The only one I haven’t seen mentioned here that is a requirement for me is OPNsense. I’ve been using it for a couple years, and pfSense before that for a very long time. Never going back to commercial routers and their shitty / buggy / backdoored software. I highly recommend OPNsense over pfSense for the UI improvements alone, but there are other reasons to use/support OPNsense over pfSense.

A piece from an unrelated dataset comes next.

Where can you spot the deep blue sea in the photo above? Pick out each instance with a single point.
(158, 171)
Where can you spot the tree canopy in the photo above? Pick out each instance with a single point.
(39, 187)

On my network it handles internet firewall, internal firewall, and all routing across 5 VLANs and between two internet gateways. It does 1-1 NAT for my public IPs, inbound VPN, outbound VPN for my *arr stack, and RDNS blocklists with the data source being a script I wrote that merges from several sources and deduplicates the list. It is my internal certificate authority (I don’t miss you at all, Windows CA), DHCP for the guest wifi, and does pihole-like ad blocking via DNS for my entire network. And it does all that running in a VM with 2GB of RAM, of which it only uses about 60% on my install.
It is an incredibly powerful tool, not terribly difficult to learn, has a pretty damn good UI for FOSS, and in my opinion is a fantastic foundation for a complex home network / homelab. Unlike pfSense, which corrupted itself twice over the years I ran it, it has never let me down. And every update has been painless over the years.
A reverse proxy, in my case Caddy.
Immich/PhotoPrism/whatever you use for image backup. Cloud providers are snooping through your shit.
Plex/Jellyfin for streaming
Sonarr, Radarr, Prowlarr, SABnzbd, qBittorrent to support the streaming service(s)
Jellyfin/Plex like many have mentioned.
I personally like Syncthing for petty much everything else. For general file syncing of course. But also with Joplin pointed to a synced directory for notes. With keepass as a password vault. With synced config directories for some apps across devices like newsboat for RSS, and neomutt for email. I also used to use it with rtorrent via a watch directory, though I currently am using a seedbox for that purpose.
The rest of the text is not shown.